Jun 9, 2021 @ 15:28

CA keeps Trillanes out of jail, says Duterte could scrap amnesty if he proved non-filing of application

Former Senator Antonio Trillanes IV will remain a free man after the Court of Appeals (CA) upheld a Makati City judge’s finding that he validly filed an application for amnesty to be spared from a coup d’etat case—although it ruled that it would not have been unconstitutional for President Rodrigo Duterte to revoke the amnesty of his critic if he got his facts right.

In a 67-page decision on CA-G.R. SP No. 159217, the CA Special 11th Division dismissed the government’s petition and sustained the October 22, 2018 and November 22, 2018 orders of Makati City Regional Trial Court (RTC) Branch 148 Judge Andres Bartolome Soriano in favor of Trillanes.

The CA held that state prosecutors failed to prove their allegation that Trillanes did not file his application for amnesty and admit his guilt in connection with the July 27, 2003 Oakwood mutiny. It stressed that “mere allegation is not evidence and is not equivalent to proof.”

Prosecutors claimed that because Trillanes’s application was missing from the records of the Department of National Defense or the Ad Hoc Amnesty Committee, it must mean that he did not file anything.

But, their own witness, GMA News Online news editor Mark Merueñas, confirmed the veracity of his picture of Trillanes holding his amnesty application and testified that he personally saw him taking his oath before ad hoc committee chairperson Colonel Josefa Berbigal.

“The Court holds that the fact of [Trillanes’s] actual filing of his application for amnesty is duly established in this case per the judicious factual findings of [Judge Soriano],” read the decision penned by Associate Justice Edwin Sorongon.

This was supported by Trillanes’s inclusion in the list of applicants executed by Col.

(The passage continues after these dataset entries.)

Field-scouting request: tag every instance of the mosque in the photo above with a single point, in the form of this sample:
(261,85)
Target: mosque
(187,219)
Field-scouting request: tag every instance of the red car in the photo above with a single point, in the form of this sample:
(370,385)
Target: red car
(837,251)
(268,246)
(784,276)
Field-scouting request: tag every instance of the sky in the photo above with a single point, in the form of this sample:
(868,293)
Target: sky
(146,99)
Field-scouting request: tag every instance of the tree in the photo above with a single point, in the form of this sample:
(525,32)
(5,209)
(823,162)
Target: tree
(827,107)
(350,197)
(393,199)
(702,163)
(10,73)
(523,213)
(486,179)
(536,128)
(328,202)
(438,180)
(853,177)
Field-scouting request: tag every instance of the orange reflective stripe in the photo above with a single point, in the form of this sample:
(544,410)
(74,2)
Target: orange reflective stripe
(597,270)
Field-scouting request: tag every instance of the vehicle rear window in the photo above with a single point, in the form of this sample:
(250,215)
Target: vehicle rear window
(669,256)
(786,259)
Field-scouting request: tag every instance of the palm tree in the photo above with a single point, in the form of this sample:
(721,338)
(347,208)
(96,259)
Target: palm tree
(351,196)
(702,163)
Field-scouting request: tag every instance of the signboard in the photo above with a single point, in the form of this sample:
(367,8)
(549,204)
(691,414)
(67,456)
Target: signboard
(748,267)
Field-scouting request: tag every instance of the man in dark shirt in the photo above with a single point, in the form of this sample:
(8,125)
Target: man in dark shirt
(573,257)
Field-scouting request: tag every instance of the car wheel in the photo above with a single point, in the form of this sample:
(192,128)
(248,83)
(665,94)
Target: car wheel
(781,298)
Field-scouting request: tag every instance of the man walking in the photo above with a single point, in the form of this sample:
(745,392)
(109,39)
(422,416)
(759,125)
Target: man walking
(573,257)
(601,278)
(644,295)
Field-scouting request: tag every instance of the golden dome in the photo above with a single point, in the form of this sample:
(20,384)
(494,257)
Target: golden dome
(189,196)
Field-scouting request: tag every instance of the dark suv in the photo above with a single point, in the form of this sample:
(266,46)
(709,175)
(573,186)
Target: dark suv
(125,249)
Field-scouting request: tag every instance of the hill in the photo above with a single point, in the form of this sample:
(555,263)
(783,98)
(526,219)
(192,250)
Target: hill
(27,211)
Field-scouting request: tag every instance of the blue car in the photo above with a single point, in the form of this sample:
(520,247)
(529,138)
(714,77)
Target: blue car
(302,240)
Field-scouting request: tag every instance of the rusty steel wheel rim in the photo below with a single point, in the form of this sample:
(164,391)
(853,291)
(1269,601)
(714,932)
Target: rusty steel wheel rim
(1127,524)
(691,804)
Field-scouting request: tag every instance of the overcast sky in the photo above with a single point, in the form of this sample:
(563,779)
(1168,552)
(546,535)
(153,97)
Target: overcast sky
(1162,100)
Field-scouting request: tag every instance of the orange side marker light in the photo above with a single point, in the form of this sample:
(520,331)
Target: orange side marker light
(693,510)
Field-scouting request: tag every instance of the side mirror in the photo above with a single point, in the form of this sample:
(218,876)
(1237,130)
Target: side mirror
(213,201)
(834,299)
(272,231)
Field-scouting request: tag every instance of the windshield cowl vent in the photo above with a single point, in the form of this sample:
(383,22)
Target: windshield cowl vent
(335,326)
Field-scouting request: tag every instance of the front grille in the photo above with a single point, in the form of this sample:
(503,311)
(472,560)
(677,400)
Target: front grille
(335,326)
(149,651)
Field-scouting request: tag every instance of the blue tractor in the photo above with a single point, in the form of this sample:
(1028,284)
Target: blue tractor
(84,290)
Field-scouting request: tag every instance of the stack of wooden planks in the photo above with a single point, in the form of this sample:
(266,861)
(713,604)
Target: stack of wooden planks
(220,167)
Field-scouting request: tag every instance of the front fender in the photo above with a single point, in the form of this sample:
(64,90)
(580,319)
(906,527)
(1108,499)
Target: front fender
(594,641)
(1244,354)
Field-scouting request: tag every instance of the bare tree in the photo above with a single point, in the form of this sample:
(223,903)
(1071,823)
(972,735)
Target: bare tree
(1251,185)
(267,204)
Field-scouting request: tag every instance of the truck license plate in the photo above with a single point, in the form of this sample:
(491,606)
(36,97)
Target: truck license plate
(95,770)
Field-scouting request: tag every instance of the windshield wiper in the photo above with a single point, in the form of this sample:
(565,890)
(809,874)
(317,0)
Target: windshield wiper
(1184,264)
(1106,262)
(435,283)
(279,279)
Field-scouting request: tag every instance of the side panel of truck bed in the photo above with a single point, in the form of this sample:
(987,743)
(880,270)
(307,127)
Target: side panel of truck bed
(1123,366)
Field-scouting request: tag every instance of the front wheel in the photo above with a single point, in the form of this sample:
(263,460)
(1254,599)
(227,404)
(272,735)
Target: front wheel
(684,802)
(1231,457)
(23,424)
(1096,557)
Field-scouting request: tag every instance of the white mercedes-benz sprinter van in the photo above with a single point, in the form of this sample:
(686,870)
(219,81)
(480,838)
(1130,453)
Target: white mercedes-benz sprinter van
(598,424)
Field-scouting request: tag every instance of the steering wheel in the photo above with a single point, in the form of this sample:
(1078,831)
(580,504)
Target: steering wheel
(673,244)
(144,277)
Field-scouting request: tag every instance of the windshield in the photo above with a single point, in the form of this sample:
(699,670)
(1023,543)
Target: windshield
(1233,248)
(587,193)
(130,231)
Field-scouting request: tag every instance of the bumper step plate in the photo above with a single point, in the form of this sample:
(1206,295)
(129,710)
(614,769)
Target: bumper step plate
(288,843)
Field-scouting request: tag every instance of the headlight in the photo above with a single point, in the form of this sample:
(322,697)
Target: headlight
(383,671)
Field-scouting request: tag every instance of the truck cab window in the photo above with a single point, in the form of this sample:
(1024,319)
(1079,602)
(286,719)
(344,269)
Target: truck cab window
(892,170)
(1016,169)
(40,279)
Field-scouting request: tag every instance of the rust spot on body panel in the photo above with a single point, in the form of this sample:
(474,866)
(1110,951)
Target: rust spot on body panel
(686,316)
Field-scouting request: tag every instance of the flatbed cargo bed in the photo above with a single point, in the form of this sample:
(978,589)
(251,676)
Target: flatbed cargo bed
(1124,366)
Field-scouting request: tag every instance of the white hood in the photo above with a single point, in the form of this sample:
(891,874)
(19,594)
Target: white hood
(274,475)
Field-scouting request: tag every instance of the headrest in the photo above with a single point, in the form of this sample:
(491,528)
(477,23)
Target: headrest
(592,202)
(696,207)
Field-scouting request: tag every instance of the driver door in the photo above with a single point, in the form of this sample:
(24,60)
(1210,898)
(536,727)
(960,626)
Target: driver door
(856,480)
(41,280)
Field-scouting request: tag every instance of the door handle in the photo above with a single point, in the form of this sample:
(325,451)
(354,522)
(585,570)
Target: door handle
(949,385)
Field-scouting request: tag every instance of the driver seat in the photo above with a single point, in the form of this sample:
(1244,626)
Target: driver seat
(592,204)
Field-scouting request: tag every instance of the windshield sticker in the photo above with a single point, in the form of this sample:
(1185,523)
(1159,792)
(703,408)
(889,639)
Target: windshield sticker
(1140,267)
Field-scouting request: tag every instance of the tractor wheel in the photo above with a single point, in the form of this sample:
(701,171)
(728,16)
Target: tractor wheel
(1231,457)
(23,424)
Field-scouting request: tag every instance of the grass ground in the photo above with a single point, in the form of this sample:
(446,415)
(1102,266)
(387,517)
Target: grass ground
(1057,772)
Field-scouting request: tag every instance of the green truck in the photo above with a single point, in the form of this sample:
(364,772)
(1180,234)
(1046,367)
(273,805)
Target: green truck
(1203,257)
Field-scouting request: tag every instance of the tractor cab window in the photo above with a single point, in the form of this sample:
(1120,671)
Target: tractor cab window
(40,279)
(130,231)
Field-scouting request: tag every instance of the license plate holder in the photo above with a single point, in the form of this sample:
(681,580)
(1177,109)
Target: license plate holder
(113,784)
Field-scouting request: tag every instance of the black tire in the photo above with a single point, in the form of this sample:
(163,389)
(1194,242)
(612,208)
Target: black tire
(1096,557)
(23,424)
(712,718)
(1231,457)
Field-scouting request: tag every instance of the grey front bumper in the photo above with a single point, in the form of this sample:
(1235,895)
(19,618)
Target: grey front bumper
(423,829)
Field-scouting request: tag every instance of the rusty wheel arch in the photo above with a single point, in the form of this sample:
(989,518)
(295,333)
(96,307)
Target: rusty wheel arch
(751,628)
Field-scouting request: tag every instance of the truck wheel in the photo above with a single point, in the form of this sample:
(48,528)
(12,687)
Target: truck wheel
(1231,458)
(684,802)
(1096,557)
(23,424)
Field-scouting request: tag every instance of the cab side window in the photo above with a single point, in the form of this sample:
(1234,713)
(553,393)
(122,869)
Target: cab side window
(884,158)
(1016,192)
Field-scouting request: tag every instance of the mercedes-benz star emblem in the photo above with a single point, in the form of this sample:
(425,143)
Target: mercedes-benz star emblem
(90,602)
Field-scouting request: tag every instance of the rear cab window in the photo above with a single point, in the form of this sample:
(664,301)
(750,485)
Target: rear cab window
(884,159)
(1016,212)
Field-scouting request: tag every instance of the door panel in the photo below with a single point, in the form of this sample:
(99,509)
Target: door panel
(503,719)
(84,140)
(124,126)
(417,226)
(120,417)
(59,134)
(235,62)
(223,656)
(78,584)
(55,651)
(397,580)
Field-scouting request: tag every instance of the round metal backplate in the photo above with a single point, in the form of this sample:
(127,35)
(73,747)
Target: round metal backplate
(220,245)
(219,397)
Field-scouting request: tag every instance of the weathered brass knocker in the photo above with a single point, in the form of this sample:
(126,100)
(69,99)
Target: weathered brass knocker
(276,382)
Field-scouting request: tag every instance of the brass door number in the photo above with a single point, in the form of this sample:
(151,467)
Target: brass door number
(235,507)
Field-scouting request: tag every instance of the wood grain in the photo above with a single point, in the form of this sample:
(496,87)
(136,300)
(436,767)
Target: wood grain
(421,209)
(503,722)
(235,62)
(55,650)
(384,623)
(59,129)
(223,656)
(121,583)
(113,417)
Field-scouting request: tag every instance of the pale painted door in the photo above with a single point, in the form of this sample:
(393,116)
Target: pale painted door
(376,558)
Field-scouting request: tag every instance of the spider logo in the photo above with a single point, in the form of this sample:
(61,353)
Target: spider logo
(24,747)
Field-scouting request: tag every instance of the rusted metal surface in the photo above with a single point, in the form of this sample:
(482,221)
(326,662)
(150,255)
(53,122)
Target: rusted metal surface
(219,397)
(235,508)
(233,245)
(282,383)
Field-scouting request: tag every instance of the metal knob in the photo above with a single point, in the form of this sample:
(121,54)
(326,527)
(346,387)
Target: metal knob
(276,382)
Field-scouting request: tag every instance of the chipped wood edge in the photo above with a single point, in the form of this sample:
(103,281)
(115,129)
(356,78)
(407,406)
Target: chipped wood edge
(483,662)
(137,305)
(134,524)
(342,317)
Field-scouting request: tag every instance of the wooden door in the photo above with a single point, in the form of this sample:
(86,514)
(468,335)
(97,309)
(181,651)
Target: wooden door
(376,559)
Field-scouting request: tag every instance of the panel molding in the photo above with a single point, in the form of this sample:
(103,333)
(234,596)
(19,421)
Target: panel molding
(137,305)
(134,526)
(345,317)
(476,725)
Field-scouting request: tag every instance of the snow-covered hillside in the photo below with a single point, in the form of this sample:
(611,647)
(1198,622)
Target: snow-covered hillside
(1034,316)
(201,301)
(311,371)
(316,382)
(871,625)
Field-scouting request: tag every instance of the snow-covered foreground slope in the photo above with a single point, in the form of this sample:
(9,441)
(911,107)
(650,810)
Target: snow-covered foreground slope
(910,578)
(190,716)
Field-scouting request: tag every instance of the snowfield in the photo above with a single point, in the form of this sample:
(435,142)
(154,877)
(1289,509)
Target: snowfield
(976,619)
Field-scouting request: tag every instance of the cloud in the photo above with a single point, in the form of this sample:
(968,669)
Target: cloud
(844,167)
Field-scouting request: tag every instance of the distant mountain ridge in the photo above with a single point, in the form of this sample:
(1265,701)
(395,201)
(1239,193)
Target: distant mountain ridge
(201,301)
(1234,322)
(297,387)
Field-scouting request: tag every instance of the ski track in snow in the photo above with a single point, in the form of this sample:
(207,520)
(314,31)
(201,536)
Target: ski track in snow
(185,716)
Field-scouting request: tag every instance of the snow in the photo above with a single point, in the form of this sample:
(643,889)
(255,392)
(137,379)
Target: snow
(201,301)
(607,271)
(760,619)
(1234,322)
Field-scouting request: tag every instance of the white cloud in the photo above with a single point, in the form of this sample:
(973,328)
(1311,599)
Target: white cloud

Berbigal and by a committee resolution that acknowledged his application.

The CA further noted that the pre-printed statement and oath contained a general admission of guilt, which was sufficient evidence that Trillanes complied with the requirement.

Even though Trillanes could no longer present his copy of his application form, the CA faulted the government for failing to maintain its records and letting seven years pass by before go after him.

“Lamentable as it is, since this entire controversy is anchored on the purported inexistence of this application form, it would be certainly unfair, however, if private respondent or any other applicant-grantee for that matter would be allowed to suffer the consequences of the negligence or inefficiency of said public officer or office,” read the decision.

The CA also questioned the government’s logic that Trillanes’s amnesty was processed by a DND committee and was therefore a usurpation of the President’s power to grant amnesty.

It noted that the government cannot accuse Trillanes of failing to comply with the requirements of President Benigno Simeon Aquino III’s Proclamation number 75 and at the same time claim that the proclamation delegating the grant of amnesty was invalid to begin with.

“This Court cannot comprehend the mental calisthenics entailed by the janus-faced position petitioner assumed in this case. Why would it invoke the provisions of a proclamation which it would later on claim to be invalid due to being unconstitutional?” read the decision.

These findings meant that the September 21, 2011 order of the RTC dismissing the coup d’etat case was not void due to Trillanes’s compliance with the requirements of conditional amnesty. The CA stressed that the judgment was already final and could no longer be disturbed by the Duterte administration’s renewed push to punish his critic.

Still, the CA disagreed with Judge Soriano’s pronouncement that Duterte’s Proclamation Number 572 was unconstitutional.

It stressed that “nothing in the 1987 Constitution which prohibits the President to revoke the grant of a conditional amnesty, if he finds that the grantee failed to comply with the conditions thereof.”

It added that Duterte’s proclamation did not declare Aquino’s proclamation null and void and was thus not an unconstitutional exercise of judicial power.

The CA ruled that Duterte validly exercised his power of control over the executive branch of government, because his proclamation revoking Trillanes’s amnesty may be seen as an act of correcting his erroneous inclusion by the DND ad hoc committee as among those qualified for amnesty.

It also held that there was no violation of Trillanes’s right to due process because the proclamation directed law enforcers to “employ all lawful means” to apprehend him—precisely why authorities had to return to the Makati City courts to seek the revival of his terminated coup d’etat and rebellion charges.

The CA added that Trillanes’s right against double jeopardy was not violated because the previous dismissal of the cases was done with his express consent.

Likewise, the CA held that his right to equal protection of the laws was not violated. Contrary to his claim that he was singled out by Duterte, the CA said it just so happened that he was thought to have failed to file a valid application for amnesty.

But, again, the CA stressed: “Notwithstanding this Court’s finding that an alleged noncompliance with the conditions attached to Proclamation No. 75 is a valid ground to review the grant of conditional amnesty, such non-compliance must be proven before the amnesty may be validly revoked. In other words, there must be a factual basis for the nullification or revocation of a conditional amnesty.”